A successful upstream response is:
{
"namespace_key": "tenant-a",
"is_admin": false,
"caller_id": "user-or-key-id",
"target_type": "session",
"target_id": "target-123",
"scopes": ["runtime.use"],
"expires_at": "2026-05-11T15:00:00Z"
}Only namespace_key is always required. target_type and target_id must be returned together when present. expires_at must include timezone information.
Status handling:
| Upstream status | Agent Control result |
|---|---|
200 |
Parse the principal grant. |
401 |
Authentication error. |
403 |
Forbidden error. |
404 |
Not found error. |
429 |
503 with a rate-limit detail and Retry-After hint when present. |
| Other statuses or upstream network errors | Fail closed with 503. |
Malformed 200 principal response |
Fail closed with 502. |
/api/v1/auth/runtime-token-exchange is a management-style request. The configured management provider authorizes runtime.token_exchange for the requested target. Agent Control then mints its own HS256 JWT with AGENT_CONTROL_RUNTIME_TOKEN_SECRET.
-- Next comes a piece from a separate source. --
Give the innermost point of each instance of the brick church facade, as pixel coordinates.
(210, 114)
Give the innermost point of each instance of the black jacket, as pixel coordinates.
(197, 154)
The token payload contains:
{
"iss": "agent-control/server",
"domain": "runtime",
"namespace_key": "tenant-a",
"actor_id": "user-or-key-id",
"target_type": "session",
"target_id": "target-123",
"scopes": ["runtime.use"],
"iat": 1778509800,
"exp": 1778510100,
"jti": "opaque-token-id"
}Verification requires the expected issuer, domain="runtime", a valid signature, an unexpired exp, and runtime.use in scopes. The token is accepted only for requests whose target_type and target_id match the bound target.
The expiry is the earlier of AGENT_CONTROL_RUNTIME_TOKEN_TTL_SECONDS and the upstream grant's expires_at when supplied. Runtime token TTLs are capped at 86400 seconds.